During the first energy crisis, pundits predicted the death of the American V8. In those dark days (as opposed to these dark days), Detroit was desperate to supply an alternative to the gas-gargling engines they'd planted under the hood anything that moved. They developed a few dogs promising V8 performance with the economy of a cylindrically-challenged motor, with much talk of mechanical miracles to follow. History repeats itself; Ford is once again trying their luck with EcoBoost turbo-four technology. Once again, they could be barking up the wrong tree.

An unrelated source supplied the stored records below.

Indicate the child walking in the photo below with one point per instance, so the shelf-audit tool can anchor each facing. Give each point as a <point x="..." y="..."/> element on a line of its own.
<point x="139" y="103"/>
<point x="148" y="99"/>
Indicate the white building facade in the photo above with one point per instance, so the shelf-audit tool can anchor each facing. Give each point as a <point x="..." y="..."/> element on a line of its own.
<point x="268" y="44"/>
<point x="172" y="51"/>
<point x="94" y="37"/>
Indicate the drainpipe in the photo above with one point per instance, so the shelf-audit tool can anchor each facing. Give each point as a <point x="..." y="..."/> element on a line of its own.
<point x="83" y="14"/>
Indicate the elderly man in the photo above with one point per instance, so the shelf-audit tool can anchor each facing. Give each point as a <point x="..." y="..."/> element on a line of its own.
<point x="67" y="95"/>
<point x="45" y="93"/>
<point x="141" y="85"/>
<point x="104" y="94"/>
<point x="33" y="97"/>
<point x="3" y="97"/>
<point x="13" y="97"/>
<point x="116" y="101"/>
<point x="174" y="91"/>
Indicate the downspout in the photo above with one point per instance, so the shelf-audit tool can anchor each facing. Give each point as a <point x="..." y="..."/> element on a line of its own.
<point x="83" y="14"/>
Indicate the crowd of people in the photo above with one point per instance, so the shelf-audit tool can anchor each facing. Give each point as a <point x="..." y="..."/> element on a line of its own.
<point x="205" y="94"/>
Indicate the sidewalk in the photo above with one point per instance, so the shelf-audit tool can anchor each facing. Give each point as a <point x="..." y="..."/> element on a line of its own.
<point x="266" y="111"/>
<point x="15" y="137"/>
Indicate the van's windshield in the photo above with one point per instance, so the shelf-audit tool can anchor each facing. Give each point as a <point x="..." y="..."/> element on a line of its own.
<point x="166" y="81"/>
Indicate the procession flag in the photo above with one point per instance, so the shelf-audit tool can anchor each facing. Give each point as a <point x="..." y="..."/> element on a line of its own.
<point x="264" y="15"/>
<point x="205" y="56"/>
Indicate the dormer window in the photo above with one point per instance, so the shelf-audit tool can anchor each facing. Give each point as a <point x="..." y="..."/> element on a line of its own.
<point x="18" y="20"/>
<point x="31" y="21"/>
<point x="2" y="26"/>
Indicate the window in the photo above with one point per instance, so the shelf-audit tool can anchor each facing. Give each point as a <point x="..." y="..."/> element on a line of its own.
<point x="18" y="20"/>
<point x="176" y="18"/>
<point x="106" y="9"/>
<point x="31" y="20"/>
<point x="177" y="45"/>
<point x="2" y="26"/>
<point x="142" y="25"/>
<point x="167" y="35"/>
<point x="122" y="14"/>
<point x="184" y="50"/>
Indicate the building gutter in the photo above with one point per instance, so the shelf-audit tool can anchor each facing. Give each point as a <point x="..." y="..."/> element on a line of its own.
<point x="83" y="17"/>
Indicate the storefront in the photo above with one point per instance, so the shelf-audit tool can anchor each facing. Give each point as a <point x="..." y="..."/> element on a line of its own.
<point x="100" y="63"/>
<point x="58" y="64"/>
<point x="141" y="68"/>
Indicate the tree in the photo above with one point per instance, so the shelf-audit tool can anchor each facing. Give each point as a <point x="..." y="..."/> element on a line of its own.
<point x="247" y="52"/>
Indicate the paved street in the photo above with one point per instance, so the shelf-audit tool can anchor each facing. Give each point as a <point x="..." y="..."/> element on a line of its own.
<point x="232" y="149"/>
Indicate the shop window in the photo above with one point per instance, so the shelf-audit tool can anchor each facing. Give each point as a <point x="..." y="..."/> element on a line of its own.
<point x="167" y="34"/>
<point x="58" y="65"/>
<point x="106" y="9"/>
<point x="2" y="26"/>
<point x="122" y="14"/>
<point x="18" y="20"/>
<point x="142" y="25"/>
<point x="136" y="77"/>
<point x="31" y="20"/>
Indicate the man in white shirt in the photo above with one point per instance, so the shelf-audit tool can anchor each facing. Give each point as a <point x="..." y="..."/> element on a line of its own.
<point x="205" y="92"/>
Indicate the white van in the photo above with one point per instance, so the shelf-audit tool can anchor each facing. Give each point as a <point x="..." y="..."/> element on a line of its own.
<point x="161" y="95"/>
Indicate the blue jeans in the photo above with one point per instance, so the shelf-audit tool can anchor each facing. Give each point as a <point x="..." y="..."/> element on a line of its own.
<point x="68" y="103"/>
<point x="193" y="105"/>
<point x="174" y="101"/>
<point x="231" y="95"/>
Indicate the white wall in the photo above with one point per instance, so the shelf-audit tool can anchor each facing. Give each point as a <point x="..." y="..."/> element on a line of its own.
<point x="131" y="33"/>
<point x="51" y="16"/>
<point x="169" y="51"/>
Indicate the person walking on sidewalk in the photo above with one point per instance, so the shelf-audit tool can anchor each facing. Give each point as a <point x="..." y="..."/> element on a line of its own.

As TTAC's Best and Brightest know, Ford's first attempts at smaller high-performance engines were shitcans. Slapping a turbocharger on a Pinto-derived, carbureted 2.3-liter in-line four with a thin shellacking of electronic sensors was an all-around nightmare. Finding a mechanic dumb smart enough to repair a
hair dryer slapped on a toilet bowl draw-through turbocharged engine was not for the faint of heart. As for the V8 promise, this quirky mechanical mutt was dog slow and pig inefficient. Missed it by that much!
But that was the late ‘70s. By 1983, Ford leapfrogged the competition with a multi-point fuel injection system run by the biggest brain in the industry. It's name was EEC-IV, and it performed a quarter million commands every second. Even with a meager 128 bytes of read/write memory, EEC-IV played well with an AiResearch turbocharger feeding the four-pot Ford. The result was a "V8-ish" 145hp in the import-minded, Neidermeyer-approved, Thunderbird Turbo Coupe.
With newfound power and drivability, the American V8 faced a credible treat from within. Ford, the near-bankrupt automaker, coined a marketing phrase for their efforts: "Power on Demand." The return of gas on demand (for peanuts) put paid to that process.
Still, in the middle of the 1984 model year, The Blue Oval Boyz' skunkworks produced something quite EcoBoost-ish: the turbocharged and intercooled four-cylinder Mustang SVO. With a bevy of braking, suspension and cosmetic improvements, this top-dollar Pony Car courted BMW 3-series buyers with more performance for less bread. Of course, such badge snobbery requires a premium over a V8 motivated Mustang. To the tune of $6k. Ouch.
The extra clams bought you a full 175hp, equaling the Mustang GT's carbureted V8. Come 1985, this ‘riod-infused Pinto added thirty ponies and boasted better mileage than the V8. The four-pot Mustang delivered on all those early promises of cake-and-eat-it-too power and fuel economy combo. Sort of.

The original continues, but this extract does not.